A Conservative world order
In case Vic Toews’ Internet thought police come to roust me out of bed in the middle of the night to grill me on why I posted yet another picture of my dog on Facebook or on my predilection for trying to up the bids on Auctionnet, much of this column comes from the CBC’s Terry Milewski.
So, get him instead. What’s that you say? When they came for me there was no one left to stand up for me.
If you get a chance, read Milewski’s analysis of the Conservative government’s online surveillance bill. It’s very well done.
Toews, the public safety minister, has gained a considerable amount of notoriety for suggesting that Canadians are either with the government or the child pornographers on this issue. And now Toews is getting some threats, likely from child pornographers who don’t like being lumped in with the terrorist enemies of Canada who are opposing the Northern Gateway pipeline.
As the politics of division plays out in Ottawa, Canadians should really take a look deeper down into the guts of the Internet surveillance bill because, unlike what usually happens in the nation’s capital, it affects every Canadian who has a computer or smartphone and has an online presence.
“To date, much of the commentary has focused on one aspect of this change: the fact that information identifying Internet users must be disclosed to the government, upon demand and without a warrant, by Internet service providers, or ISPs,” writes Milewski. “Those facts include your name, address, phone number, e-mail address and IP address – the latter being the unique code identifying your computer so that a webpage you click on is sent to you, not someone else.”
Currently disclosing that information is voluntary or, if police are hot on the trail of one of Toews’ child pornographers, a warrant is needed. If the bill passes, your Internet service provider will be required to provide your information without a warrant or reason.
And it gets better.
“Among other things, the bill requires ISPs to install surveillance technology and software to enable monitoring of phone and Internet traffic. Section 34 is there to make sure ISPs comply. So what, exactly, does it say? Essentially, it says that government agents may enter an ISP when they wish, without a warrant, and demand to see absolutely everything – including all data anywhere on the network – and to copy it all.

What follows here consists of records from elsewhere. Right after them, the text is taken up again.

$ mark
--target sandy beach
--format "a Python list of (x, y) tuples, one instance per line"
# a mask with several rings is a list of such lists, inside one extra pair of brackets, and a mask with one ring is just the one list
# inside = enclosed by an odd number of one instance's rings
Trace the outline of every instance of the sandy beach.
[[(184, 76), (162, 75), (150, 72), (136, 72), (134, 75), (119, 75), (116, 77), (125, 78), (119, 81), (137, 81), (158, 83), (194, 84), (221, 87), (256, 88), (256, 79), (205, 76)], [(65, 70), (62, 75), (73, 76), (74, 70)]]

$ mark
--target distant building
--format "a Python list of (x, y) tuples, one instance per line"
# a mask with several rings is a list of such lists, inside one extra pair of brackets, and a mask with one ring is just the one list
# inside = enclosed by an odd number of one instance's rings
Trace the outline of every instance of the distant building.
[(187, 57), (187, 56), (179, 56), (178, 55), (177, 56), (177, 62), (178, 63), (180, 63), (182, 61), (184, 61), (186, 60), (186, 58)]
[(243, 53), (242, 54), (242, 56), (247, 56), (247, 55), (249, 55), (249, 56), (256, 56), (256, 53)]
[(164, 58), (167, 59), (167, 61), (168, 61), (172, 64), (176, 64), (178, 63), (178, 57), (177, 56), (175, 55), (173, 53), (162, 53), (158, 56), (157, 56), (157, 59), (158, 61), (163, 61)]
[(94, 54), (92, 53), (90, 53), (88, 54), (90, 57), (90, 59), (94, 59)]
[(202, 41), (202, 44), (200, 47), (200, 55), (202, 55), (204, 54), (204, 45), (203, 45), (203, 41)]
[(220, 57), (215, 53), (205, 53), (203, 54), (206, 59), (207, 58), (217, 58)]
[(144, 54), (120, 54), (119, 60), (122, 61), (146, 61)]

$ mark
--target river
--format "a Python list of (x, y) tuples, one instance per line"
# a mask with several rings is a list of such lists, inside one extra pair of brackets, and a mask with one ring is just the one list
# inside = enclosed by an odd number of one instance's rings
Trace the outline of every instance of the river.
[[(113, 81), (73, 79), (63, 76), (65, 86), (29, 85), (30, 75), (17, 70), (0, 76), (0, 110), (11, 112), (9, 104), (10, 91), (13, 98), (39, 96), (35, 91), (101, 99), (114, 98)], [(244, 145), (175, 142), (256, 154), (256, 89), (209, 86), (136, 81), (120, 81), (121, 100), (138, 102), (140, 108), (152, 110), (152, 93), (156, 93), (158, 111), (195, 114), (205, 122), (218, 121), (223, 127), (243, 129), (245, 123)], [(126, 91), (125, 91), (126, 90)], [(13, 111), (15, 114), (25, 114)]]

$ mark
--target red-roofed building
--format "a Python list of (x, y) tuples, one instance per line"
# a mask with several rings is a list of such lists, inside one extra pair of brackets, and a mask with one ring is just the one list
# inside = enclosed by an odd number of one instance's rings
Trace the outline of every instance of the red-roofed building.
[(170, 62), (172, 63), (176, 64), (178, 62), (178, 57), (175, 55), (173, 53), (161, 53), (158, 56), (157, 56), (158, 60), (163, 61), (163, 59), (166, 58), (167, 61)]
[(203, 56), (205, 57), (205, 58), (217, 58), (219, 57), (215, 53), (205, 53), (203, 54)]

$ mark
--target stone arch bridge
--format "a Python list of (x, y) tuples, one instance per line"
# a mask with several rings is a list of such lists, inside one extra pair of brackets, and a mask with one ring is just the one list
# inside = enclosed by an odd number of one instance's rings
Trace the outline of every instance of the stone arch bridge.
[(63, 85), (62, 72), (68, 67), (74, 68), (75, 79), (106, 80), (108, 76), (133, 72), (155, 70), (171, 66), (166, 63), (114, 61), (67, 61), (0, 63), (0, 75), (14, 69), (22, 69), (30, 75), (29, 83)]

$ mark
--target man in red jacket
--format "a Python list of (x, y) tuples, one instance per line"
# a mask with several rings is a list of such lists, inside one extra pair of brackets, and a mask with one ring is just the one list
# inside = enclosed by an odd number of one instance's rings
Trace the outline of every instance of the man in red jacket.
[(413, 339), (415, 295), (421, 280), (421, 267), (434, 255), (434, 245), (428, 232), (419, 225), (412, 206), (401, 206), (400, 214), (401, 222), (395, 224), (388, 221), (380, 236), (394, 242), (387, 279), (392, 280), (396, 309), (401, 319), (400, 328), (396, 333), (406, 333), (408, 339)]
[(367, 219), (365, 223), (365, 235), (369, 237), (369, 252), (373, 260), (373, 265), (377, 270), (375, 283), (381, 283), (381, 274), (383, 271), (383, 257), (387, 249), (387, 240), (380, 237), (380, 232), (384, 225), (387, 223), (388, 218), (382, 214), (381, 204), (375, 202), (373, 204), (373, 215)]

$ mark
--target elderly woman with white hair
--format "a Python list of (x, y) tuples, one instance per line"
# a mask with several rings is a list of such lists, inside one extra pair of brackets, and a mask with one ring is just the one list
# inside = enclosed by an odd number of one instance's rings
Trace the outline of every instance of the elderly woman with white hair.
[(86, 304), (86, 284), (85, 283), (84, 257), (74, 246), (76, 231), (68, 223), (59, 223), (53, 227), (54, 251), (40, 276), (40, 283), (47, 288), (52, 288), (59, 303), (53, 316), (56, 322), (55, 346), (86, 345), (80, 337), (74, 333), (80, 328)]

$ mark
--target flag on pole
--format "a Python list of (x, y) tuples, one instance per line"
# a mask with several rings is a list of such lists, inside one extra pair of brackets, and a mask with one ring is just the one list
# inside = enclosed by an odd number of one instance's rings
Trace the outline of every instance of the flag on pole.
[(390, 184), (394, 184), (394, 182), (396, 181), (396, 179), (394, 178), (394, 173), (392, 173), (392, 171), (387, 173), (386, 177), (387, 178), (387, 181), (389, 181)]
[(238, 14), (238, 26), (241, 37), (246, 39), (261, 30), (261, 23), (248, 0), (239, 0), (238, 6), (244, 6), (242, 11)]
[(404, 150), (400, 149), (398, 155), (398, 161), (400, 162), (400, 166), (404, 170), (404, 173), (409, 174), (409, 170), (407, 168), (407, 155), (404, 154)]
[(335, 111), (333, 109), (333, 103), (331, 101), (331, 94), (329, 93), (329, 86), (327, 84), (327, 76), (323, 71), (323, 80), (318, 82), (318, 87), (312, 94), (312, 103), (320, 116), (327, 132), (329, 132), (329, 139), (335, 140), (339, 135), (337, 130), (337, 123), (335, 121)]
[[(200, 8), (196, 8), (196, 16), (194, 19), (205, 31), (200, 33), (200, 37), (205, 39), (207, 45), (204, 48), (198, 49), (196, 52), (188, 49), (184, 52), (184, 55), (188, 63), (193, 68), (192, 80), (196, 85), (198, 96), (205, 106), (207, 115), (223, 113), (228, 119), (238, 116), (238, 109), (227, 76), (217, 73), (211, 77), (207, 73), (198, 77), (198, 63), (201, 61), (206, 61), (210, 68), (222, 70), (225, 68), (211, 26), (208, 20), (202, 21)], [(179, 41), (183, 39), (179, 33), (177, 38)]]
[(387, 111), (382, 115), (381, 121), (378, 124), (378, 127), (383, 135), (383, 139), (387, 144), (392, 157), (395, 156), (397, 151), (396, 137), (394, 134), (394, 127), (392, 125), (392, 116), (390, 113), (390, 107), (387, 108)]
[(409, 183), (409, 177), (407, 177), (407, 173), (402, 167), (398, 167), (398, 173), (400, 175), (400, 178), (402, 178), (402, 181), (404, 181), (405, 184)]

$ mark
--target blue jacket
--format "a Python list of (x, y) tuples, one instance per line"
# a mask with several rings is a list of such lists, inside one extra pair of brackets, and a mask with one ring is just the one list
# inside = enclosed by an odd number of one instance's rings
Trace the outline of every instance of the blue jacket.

“First, Section 33 tells us that, ‘The Minister may designate persons or classes of persons as inspectors for the purposes of the administration and enforcement of this Act.’”
In other words, it’s not the police that will have the power to root around your Internet usage, it’ll be someone from government and, oh yes, they’ll be here to help. And in case you think the references to George Orwell and 1984 are too far-fetched for today’s enlightened society:
“The inspectors may ‘enter any place owned by, or under the control of, any telecommunications service provider in which the inspector has reasonable grounds to believe there is any document, information, transmission apparatus, telecommunications facility or any other thing to which this Act applies.’”
And it still gets better (more frightening, actually). The inspector, who may, or not be a Conservative party henchman, can then copy “any information in the form of a printout, or other intelligible output, and remove the printout, or other output, for examination or copying.”
The coup de grace, of course, is that the inquisitors … er, inspectors, can even use your computer to e-mail that damning NDP membership form on your computer to Master Control.
This from the folks who were positively giddy last week for striking down the long gun registry which was “an invasion of privacy and made criminals out of law-abiding Canadians,” and from the folks who turfed the long form census because it was an invasion of privacy.
And, this just in … the word ‘hypocrisy’ has just been removed from all Canadian dictionaries.